1

I need to import all excel files in my directory, including sub directories, but I keep getting into an error message because there are other types of files in the same directory such as pdf and word. How do I my current code below to ignore all other types of files and only import excel files wit the xlsx extension.

for subdir, dirs, files in os.walk(data_path):
    for file in files:
            df_file = pd.read_excel(subdir + '/' +file)
            df_file.set_index(df_file.columns[0], inplace=True)
        
            df_total = pd.concat([df_file, df_total], ignore_index=True)

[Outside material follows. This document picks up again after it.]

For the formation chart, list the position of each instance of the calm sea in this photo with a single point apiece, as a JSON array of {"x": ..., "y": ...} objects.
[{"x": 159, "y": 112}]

I tried something like if file.endswith("xlsx"): but it didn't work.

Thank you in advance.

  • What do you mean by didn't work? What was the error while using `if file.endswith(".xlsx"): ` ? – susenj Oct 28 '20 at 05:18
  • @susenj I got this message:Unsupported format, or corrupt file: Expected BOF record; found b'\rAdminis' –  Oct 28 '20 at 05:45
  • this problem is answered already, there is nothing wrong with your code, it seems. Please check: https://stackoverflow.com/questions/16504975/error-unsupported-format-or-corrupt-file-expected-bof-record – susenj Oct 28 '20 at 06:26

2 Answers2

2

The problem you are struggling with has already an answer here.

You don't even have to use any additional module you just need the path of the directory where the excel files are and you're done.

Ayush
  • 457
  • 8
  • 16
0

You can use an if statement to check if it endswith .xlsx (I know you said you've tried it but this one would work):

for subdir, dirs, files in os.walk(data_path):
    for file in files:
        if file.endswith(".xlsx"): 
            df_file = pd.read_excel(subdir + '/' +file)
            df_file.set_index(df_file.columns[0], inplace=True)
        
            df_total = pd.concat([df_file, df_total], ignore_index=True)
abhigyanj
  • 2,355
  • 2
  • 9
  • 29